The tutelary deity of the caste is Kālapāt, who resides at Tālmūl in Angul District. They offer him a goat at the festival of Nawākhai when the new rice is first eaten. On this day they also worship a cattle-goad as the symbol of their vocation. They revere the cobra, and will not wear wooden sandals because they think that the marks on a cobra’s head are in the form of a sandal. They believe in re-birth, and when a child is born they proceed to ascertain what ancestor has become reincarnate by dropping rice grains coloured with turmeric into a pot of water. As each one is dropped they repeat the name of an ancestor, and when the first grain floats conclude that the one named has been born again. The dead are both buried and burnt. At the head of a grave they plant a bough of the jāmun tree (Eugenia jambolana) so that the departed spirit may dwell under this cool and shady tree in the other world or in his next birth. They have also a ceremony for bringing back the soul. An earthen pot is placed upside down on four legs outside the village, and on the eleventh day after a death they proceed to the place, ringing a bell suspended to an iron rod. A cloth is spread before the spot on which the spirit of the deceased is supposed to be sitting, and they wait till an insect alights on it. This is taken to be the soul of the dead person, and it is carefully wrapped up in the cloth and carried to the house.
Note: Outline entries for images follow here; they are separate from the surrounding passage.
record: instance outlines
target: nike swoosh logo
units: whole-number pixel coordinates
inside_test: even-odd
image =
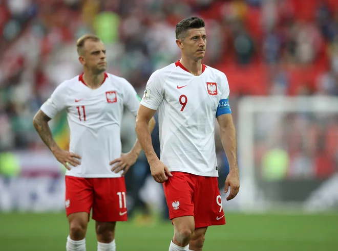
[[[224,216],[224,215],[223,214],[223,215],[222,216],[221,216],[220,217],[219,217],[218,216],[217,216],[217,217],[216,217],[216,220],[220,220],[221,219],[222,219],[222,218]]]

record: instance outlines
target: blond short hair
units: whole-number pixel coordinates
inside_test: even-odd
[[[84,42],[88,40],[90,40],[94,42],[98,42],[101,41],[99,37],[93,34],[86,34],[83,35],[80,37],[76,41],[76,48],[77,50],[77,54],[79,55],[81,54],[83,52],[82,49],[84,46]]]

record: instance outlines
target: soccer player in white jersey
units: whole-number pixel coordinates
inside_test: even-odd
[[[77,43],[83,73],[58,85],[35,115],[33,124],[66,173],[66,210],[69,222],[67,251],[85,251],[93,210],[97,250],[115,251],[116,221],[127,220],[124,174],[141,151],[137,141],[121,154],[120,126],[125,107],[135,116],[140,99],[125,79],[106,73],[104,45],[87,35]],[[53,139],[48,121],[61,110],[68,115],[69,151]],[[155,125],[153,119],[151,131]],[[48,248],[47,248],[48,249]]]
[[[203,19],[176,25],[180,60],[150,77],[136,118],[136,133],[152,175],[163,183],[174,235],[170,251],[201,250],[208,226],[225,224],[218,186],[215,121],[228,158],[227,200],[239,191],[235,128],[225,75],[201,63],[206,45]],[[158,110],[160,161],[152,145],[150,120]]]

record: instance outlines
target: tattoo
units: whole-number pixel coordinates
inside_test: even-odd
[[[53,151],[58,146],[53,139],[52,132],[48,125],[48,121],[50,120],[50,118],[41,110],[39,110],[34,117],[33,125],[44,143]]]

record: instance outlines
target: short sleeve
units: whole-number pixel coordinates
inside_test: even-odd
[[[149,78],[141,104],[153,110],[157,110],[163,99],[163,88],[158,73],[154,73]]]
[[[229,88],[228,80],[224,74],[222,74],[221,76],[221,86],[222,93],[216,111],[216,117],[223,114],[231,113],[230,104],[229,104],[230,89]]]
[[[136,93],[130,83],[125,80],[124,88],[125,93],[123,95],[123,105],[132,113],[135,116],[137,115],[137,111],[140,106],[141,99]]]
[[[66,107],[67,93],[64,84],[58,85],[49,98],[41,106],[40,109],[47,116],[53,119]]]

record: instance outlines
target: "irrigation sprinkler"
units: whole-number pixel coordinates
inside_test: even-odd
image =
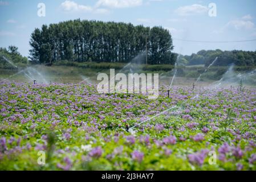
[[[128,125],[126,125],[125,127],[126,127],[126,131],[129,132],[129,126],[128,126]]]

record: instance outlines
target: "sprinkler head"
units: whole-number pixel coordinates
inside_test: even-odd
[[[169,98],[169,93],[170,93],[170,90],[167,90],[167,92],[168,93],[168,98]]]
[[[126,125],[125,127],[126,127],[126,131],[129,132],[129,125]]]

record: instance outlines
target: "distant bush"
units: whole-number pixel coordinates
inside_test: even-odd
[[[5,48],[0,48],[0,68],[7,69],[17,69],[6,61],[4,57],[18,67],[24,67],[28,63],[27,58],[22,56],[18,52],[18,48],[15,46],[9,46],[8,49]]]
[[[82,68],[91,68],[91,69],[121,69],[126,65],[126,63],[96,63],[96,62],[87,62],[87,63],[78,63],[74,61],[68,61],[67,60],[59,61],[58,63],[54,64],[55,65],[64,65],[75,67]],[[174,66],[169,64],[161,64],[161,65],[145,65],[145,64],[132,64],[132,65],[135,69],[141,69],[143,71],[172,71]]]

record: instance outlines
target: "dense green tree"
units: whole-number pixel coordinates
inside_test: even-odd
[[[147,43],[147,46],[146,46]],[[76,19],[43,25],[32,33],[30,59],[42,64],[70,61],[129,62],[148,52],[149,64],[174,64],[172,37],[161,27]],[[146,56],[143,56],[145,62]]]

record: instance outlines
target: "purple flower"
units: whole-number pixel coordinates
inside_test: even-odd
[[[67,140],[68,140],[70,139],[71,135],[69,133],[65,133],[63,134],[63,136]]]
[[[192,129],[196,126],[198,125],[197,123],[188,123],[186,125],[186,127],[188,127],[189,129]]]
[[[6,150],[6,139],[5,137],[2,137],[0,139],[0,152],[3,153],[3,152]]]
[[[193,154],[189,154],[188,157],[189,162],[192,164],[202,166],[208,152],[208,150],[201,150],[200,152],[197,152]]]
[[[130,144],[135,143],[135,137],[132,135],[128,136],[126,137],[126,141]]]
[[[241,158],[243,153],[239,147],[234,147],[232,151],[233,155],[237,158]]]
[[[97,147],[94,148],[89,152],[89,156],[95,158],[100,158],[101,155],[102,155],[102,149],[101,147]]]
[[[170,135],[164,138],[162,142],[165,144],[174,144],[176,143],[176,137]]]
[[[169,156],[172,154],[172,151],[170,149],[165,148],[164,150],[164,154],[165,155]]]
[[[250,164],[254,164],[256,162],[256,154],[253,154],[249,159]]]
[[[149,135],[141,136],[140,138],[141,143],[144,143],[147,146],[150,143],[150,136]]]
[[[204,133],[208,133],[209,130],[209,129],[205,126],[202,129],[202,131]]]
[[[162,125],[162,124],[156,124],[155,126],[155,129],[158,131],[161,131],[164,129],[164,125]]]
[[[192,117],[188,114],[185,114],[182,115],[182,119],[184,119],[187,121],[192,121],[193,119]]]
[[[57,164],[57,167],[64,171],[69,171],[72,167],[71,160],[68,157],[66,157],[64,158],[63,161],[66,163],[65,166],[58,163]]]
[[[205,136],[202,134],[198,133],[196,136],[194,136],[192,138],[195,142],[201,142],[205,139]]]
[[[219,153],[226,154],[230,151],[231,147],[227,143],[224,143],[218,150]]]
[[[240,164],[240,163],[237,163],[236,166],[237,166],[237,171],[241,171],[243,168],[243,164]]]
[[[144,157],[144,154],[143,152],[139,152],[137,150],[135,150],[131,154],[132,155],[132,159],[136,160],[139,163],[142,162]]]

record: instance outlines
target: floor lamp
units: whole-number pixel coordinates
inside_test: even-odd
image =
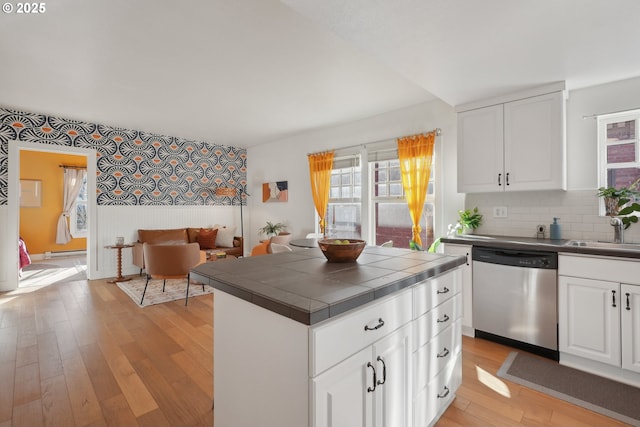
[[[234,206],[233,198],[240,194],[240,237],[242,237],[242,248],[244,251],[244,218],[242,217],[242,194],[246,194],[247,196],[249,194],[246,191],[243,191],[242,188],[234,187],[218,187],[216,188],[215,194],[217,197],[231,198],[231,206]]]

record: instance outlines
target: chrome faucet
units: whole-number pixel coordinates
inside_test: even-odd
[[[609,222],[613,226],[613,243],[624,243],[624,224],[618,217],[611,218]]]

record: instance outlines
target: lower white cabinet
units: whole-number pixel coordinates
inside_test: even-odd
[[[560,255],[560,363],[640,387],[640,262]]]
[[[461,287],[462,287],[462,334],[470,337],[475,336],[473,328],[473,267],[471,263],[471,245],[460,245],[453,243],[444,244],[444,253],[447,255],[462,255],[467,258],[460,267]]]
[[[314,425],[410,426],[411,325],[313,379]]]
[[[560,276],[560,352],[620,365],[620,285]]]
[[[640,373],[640,286],[623,284],[620,291],[622,368]]]
[[[456,268],[313,326],[216,289],[215,424],[435,423],[461,381],[460,277]]]

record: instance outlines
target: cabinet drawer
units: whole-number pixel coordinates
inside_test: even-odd
[[[417,350],[429,342],[462,315],[462,296],[456,295],[431,311],[423,314],[415,321],[413,350]]]
[[[462,353],[457,353],[413,399],[413,425],[427,426],[453,401],[462,384]]]
[[[461,321],[458,320],[413,354],[415,392],[426,387],[460,353],[461,341]]]
[[[312,327],[310,376],[316,376],[411,321],[411,296],[411,290],[406,290]]]
[[[413,318],[417,319],[460,292],[461,274],[462,270],[456,268],[416,285],[413,288]]]

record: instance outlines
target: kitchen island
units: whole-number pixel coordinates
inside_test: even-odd
[[[201,264],[216,426],[428,425],[461,381],[464,257],[366,247]]]

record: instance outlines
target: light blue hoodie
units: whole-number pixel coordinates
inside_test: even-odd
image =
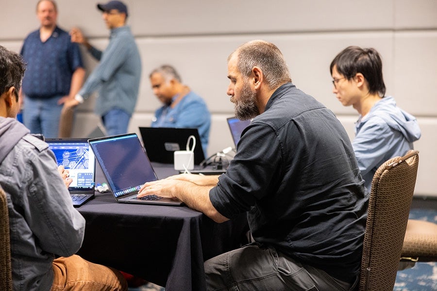
[[[377,102],[355,125],[352,143],[361,176],[370,192],[376,170],[385,162],[402,156],[413,149],[413,142],[420,137],[417,120],[396,106],[394,99],[387,96]]]

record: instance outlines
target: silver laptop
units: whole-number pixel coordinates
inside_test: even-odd
[[[151,162],[173,164],[174,151],[185,150],[190,135],[196,139],[194,164],[200,164],[205,159],[197,129],[140,127],[139,130],[147,155]]]
[[[232,139],[236,148],[236,146],[241,137],[241,133],[247,126],[251,123],[251,120],[240,120],[236,117],[228,117],[226,119],[228,126],[232,135]]]
[[[73,182],[68,187],[73,205],[79,207],[94,197],[96,162],[86,139],[46,139],[58,165],[68,170]]]
[[[109,189],[118,202],[179,206],[179,199],[155,195],[137,198],[146,182],[158,179],[135,133],[89,139]]]

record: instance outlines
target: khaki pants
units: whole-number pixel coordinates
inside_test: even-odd
[[[209,291],[346,291],[351,287],[272,247],[255,244],[213,258],[204,266]]]
[[[127,283],[116,270],[93,264],[76,255],[61,257],[53,262],[54,278],[51,290],[121,291]]]

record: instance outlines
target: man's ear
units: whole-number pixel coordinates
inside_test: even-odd
[[[355,81],[356,82],[357,86],[359,87],[362,87],[366,82],[366,78],[364,78],[364,75],[361,73],[357,73],[355,74],[354,79],[355,79]]]
[[[252,78],[255,89],[259,89],[264,80],[263,71],[259,67],[255,66],[252,68]]]
[[[15,96],[15,90],[17,90],[15,89],[15,87],[11,87],[9,88],[9,89],[4,92],[4,101],[6,103],[6,107],[8,108],[10,108],[12,107],[12,105],[14,104],[14,100],[12,100],[13,98],[16,98]]]

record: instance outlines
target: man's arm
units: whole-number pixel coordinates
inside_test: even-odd
[[[352,142],[361,175],[385,162],[393,133],[384,120],[368,121]]]
[[[82,244],[85,220],[73,207],[66,187],[67,172],[57,168],[53,153],[49,149],[35,155],[29,153],[32,162],[27,169],[33,178],[29,178],[27,187],[27,207],[34,215],[29,226],[44,251],[71,256]]]
[[[181,180],[187,181],[194,183],[199,186],[211,186],[214,187],[218,182],[219,175],[195,175],[193,174],[180,174],[166,178],[173,180]]]
[[[88,42],[88,39],[84,36],[82,31],[77,27],[73,28],[70,31],[70,35],[71,37],[71,42],[77,43],[83,45],[86,49],[95,59],[100,61],[101,58],[101,51],[93,47]]]
[[[79,92],[84,84],[85,78],[85,69],[79,67],[76,69],[71,76],[71,83],[70,85],[70,92],[67,96],[64,96],[58,101],[58,104],[65,103],[67,100],[74,99],[76,94]]]
[[[188,181],[164,179],[146,183],[138,192],[138,197],[155,194],[176,197],[190,208],[203,212],[216,222],[224,222],[229,219],[217,211],[209,199],[209,191],[213,187],[213,185],[200,186]]]

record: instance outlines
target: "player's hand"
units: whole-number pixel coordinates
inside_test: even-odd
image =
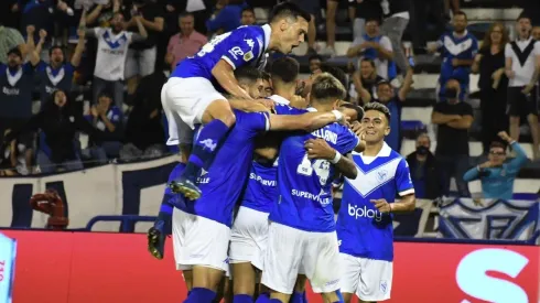
[[[337,152],[325,140],[320,138],[305,141],[304,148],[307,151],[307,159],[333,160]]]
[[[379,210],[379,213],[382,213],[382,214],[390,214],[390,212],[392,212],[392,207],[390,206],[390,204],[384,199],[384,198],[379,198],[379,199],[370,199],[369,202],[371,202],[372,204],[375,204],[375,207],[377,207],[377,209]]]

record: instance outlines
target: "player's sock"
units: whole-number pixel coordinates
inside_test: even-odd
[[[195,181],[197,172],[204,163],[209,160],[216,152],[219,142],[227,136],[229,128],[222,120],[214,119],[205,125],[198,133],[197,140],[193,147],[192,154],[187,165],[182,173],[183,177]]]
[[[269,302],[270,302],[270,294],[268,292],[263,292],[259,294],[257,301],[255,301],[255,303],[269,303]]]
[[[233,303],[253,303],[253,297],[249,294],[235,294]]]
[[[294,292],[291,295],[291,300],[289,301],[290,303],[304,303],[304,294],[305,292]]]

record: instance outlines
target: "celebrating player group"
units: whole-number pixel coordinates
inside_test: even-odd
[[[388,108],[344,101],[341,71],[299,82],[287,56],[271,64],[274,95],[264,96],[267,53],[290,53],[309,22],[296,6],[278,4],[268,24],[216,36],[163,86],[168,144],[181,147],[182,163],[149,250],[163,258],[172,228],[184,302],[307,302],[306,281],[330,303],[390,297],[392,214],[414,209],[414,188],[384,141]]]

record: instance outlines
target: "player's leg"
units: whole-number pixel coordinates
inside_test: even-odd
[[[257,303],[288,303],[294,291],[305,246],[305,232],[270,223],[268,248],[261,283],[270,289],[270,301],[259,296]]]
[[[360,302],[381,302],[390,299],[393,264],[382,260],[359,258],[360,280],[356,291]]]
[[[205,78],[171,78],[165,87],[164,102],[170,109],[191,128],[196,123],[204,125],[194,142],[186,169],[172,184],[174,192],[196,199],[201,196],[195,185],[196,174],[216,153],[236,117],[227,99]],[[173,142],[170,140],[168,143]]]

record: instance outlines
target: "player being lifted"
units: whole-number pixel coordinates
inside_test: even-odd
[[[345,178],[337,216],[342,293],[346,303],[390,299],[392,288],[392,213],[414,210],[414,187],[407,161],[385,143],[390,111],[378,102],[364,107],[360,120],[366,150],[353,153],[358,176]],[[395,202],[399,194],[400,201]]]
[[[317,75],[310,93],[309,111],[327,112],[345,96],[344,86],[330,74]],[[302,269],[313,291],[327,302],[339,302],[341,272],[332,207],[331,183],[338,169],[356,177],[354,163],[342,154],[360,143],[347,127],[332,123],[313,132],[291,133],[281,143],[278,161],[279,196],[270,213],[268,247],[261,283],[270,301],[288,303]],[[315,160],[312,160],[315,159]]]
[[[310,14],[292,3],[273,8],[270,23],[262,26],[240,26],[216,36],[193,57],[182,61],[162,88],[163,110],[169,121],[168,144],[175,145],[182,121],[191,129],[205,127],[199,132],[182,175],[170,186],[190,199],[201,196],[195,184],[199,169],[212,159],[236,121],[231,108],[245,109],[251,96],[238,85],[234,76],[237,67],[263,67],[266,52],[288,54],[304,41]],[[214,87],[240,98],[228,100]],[[246,100],[241,100],[241,98]],[[182,120],[182,121],[181,121]]]

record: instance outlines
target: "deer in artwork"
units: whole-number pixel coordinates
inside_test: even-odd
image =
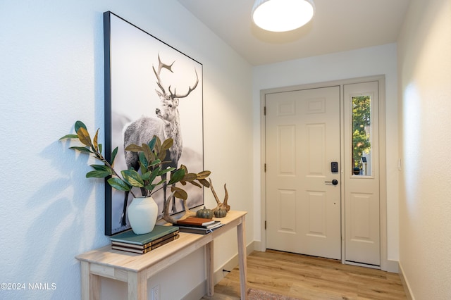
[[[156,135],[162,140],[172,138],[173,139],[173,144],[169,150],[167,151],[166,157],[164,161],[166,161],[163,167],[173,167],[177,168],[178,165],[178,161],[182,155],[183,151],[183,142],[182,139],[182,132],[180,123],[180,116],[178,112],[179,99],[181,98],[185,98],[188,96],[192,91],[194,91],[197,87],[199,83],[199,76],[197,72],[196,73],[196,82],[192,85],[188,87],[188,90],[183,94],[178,94],[175,88],[173,92],[171,90],[171,85],[166,89],[163,87],[163,82],[161,82],[161,73],[163,69],[166,69],[171,73],[172,66],[174,64],[173,61],[171,64],[168,65],[163,63],[160,58],[160,56],[158,56],[159,66],[156,70],[155,67],[152,65],[154,73],[156,77],[156,85],[160,88],[161,91],[155,89],[156,94],[160,99],[161,107],[155,109],[154,117],[142,116],[135,121],[130,124],[124,131],[124,147],[135,144],[137,145],[141,145],[142,144],[147,144],[152,138]],[[125,151],[125,163],[127,168],[133,168],[135,170],[137,170],[140,168],[139,156],[137,153],[131,152],[128,151]],[[166,180],[166,175],[162,178]],[[166,202],[166,185],[163,189],[163,199]],[[145,196],[145,190],[142,189],[143,196]],[[123,210],[121,223],[123,225],[125,225],[125,213],[127,210],[127,202],[128,200],[128,192],[125,192],[124,199],[124,206]],[[173,211],[175,210],[175,198],[173,199]]]

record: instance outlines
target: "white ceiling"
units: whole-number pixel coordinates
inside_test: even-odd
[[[271,32],[257,27],[254,0],[178,0],[254,65],[395,42],[410,0],[314,0],[303,27]]]

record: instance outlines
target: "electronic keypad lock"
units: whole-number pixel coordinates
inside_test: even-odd
[[[333,173],[338,173],[338,163],[337,161],[333,161],[330,163],[330,172]]]

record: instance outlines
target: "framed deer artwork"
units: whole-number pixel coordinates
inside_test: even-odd
[[[204,170],[202,65],[110,11],[104,13],[104,39],[106,159],[118,147],[115,168],[137,170],[137,161],[125,146],[147,143],[157,135],[161,141],[173,138],[170,151],[178,151],[173,166],[183,164],[192,173]],[[203,189],[191,185],[183,188],[189,208],[203,205]],[[163,189],[152,195],[159,218],[163,215]],[[105,184],[106,235],[130,228],[126,211],[132,199],[128,192]],[[184,210],[180,199],[172,201],[172,213]]]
There the cloth is unfolded and the insect allowed to go, while they proceed to inspect some rice-flour which has been spread on the ground under another pot in the house. If any mark is found on the surface of the flour they think that the dead man’s spirit has returned to the house. The carrying back of the insect is thus an act calculated to assist their belief, by the simple performance of which they are able to suppose more easily that the invisible spirit has returned to the house. As already stated, the Taonlas are now generally farmservants and labourers, and their social position is low, though they rank above the impure castes and the forest tribes.